Prima d’aprire la cartelletta con le foto, l’avvocato Pinchas Zeltzer le chiese se volesse un dottore di fianco. Ilana Romano rispose di no. Aspettava da vent’anni quelle immagini di suo marito. Anche se non se le aspettava così: «Fu dolorosissimo. Fino a quel giorno, avevo avuto di Yossef il ricordo d’un giovane uomo con un grande sorriso e le fossette. In quel momento, si cancellò tutto lo Yossi che conoscevo». Accadde nel 1992, lo rivela ora il New York Times: il governo tedesco ha declassificato gli scatti terrificanti, «non pubblicabili», di ciò che i palestinesi di Settembre Nero fecero agli undici atleti israeliani presi in ostaggio alle Olimpiadi di Monaco 1972. I peggiori riguardano proprio Yossi Romano, il sollevatore di pesi che aveva provato a ribellarsi. Violentato, evirato, lasciato agonizzare davanti ai compagni di squadra. Ai quali peraltro, prima di morire, non furono risparmiate le torture: carbonizzati nel blitz per liberarli, avevano tutti le ossa spezzate.
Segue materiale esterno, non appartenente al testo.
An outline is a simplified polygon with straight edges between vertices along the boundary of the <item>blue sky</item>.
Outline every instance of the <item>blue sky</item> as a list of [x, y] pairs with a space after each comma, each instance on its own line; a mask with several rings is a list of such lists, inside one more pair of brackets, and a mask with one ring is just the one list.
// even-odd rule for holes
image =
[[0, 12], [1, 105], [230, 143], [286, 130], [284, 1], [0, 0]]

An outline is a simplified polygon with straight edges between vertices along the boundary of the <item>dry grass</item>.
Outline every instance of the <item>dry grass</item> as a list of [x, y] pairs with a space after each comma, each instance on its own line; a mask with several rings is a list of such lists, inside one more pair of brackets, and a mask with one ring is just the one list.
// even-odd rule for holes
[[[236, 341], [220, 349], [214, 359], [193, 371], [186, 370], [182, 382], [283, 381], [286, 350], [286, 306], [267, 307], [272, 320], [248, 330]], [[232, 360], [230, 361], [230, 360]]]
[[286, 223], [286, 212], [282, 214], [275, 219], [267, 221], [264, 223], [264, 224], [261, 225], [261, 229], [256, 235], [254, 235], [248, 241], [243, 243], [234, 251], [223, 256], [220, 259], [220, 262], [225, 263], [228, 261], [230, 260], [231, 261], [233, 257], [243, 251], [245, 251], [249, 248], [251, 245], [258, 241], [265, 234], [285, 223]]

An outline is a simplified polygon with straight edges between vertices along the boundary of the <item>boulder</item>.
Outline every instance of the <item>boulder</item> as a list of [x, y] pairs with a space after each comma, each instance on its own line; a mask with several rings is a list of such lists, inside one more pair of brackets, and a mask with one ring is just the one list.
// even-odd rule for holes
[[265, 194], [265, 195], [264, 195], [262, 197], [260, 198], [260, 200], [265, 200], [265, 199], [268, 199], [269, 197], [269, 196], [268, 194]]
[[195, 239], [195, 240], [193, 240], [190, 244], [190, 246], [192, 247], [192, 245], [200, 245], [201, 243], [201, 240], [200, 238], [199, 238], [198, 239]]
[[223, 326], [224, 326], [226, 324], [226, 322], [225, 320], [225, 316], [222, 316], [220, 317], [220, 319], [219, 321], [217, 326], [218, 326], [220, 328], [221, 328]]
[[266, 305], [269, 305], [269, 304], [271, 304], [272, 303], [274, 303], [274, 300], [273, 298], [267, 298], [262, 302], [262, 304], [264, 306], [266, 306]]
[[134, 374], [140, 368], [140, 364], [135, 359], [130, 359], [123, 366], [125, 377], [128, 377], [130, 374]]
È tutta un’altra storia: i fedayn dell’Olp hanno sempre sostenuto di non aver voluto uccidere, «gli ostaggi morirono quando la polizia ci attaccò». Le foto delle sevizie confermano invece quel che andava dicendo la vedova Romano: «Erano venuti alle Olimpiadi per colpire duro. Per uccidere». 69 anni, padre pistoiese e madre libica, Ilana s’è rifatta una vita ma non s’è mai fatta una ragione di quei morti. Di come morirono. Nelle sue azioni legali contro le autorità tedesche, quando esigeva trasparenza, s’era regolarmente sentita rispondere che non esistevano documenti riservati.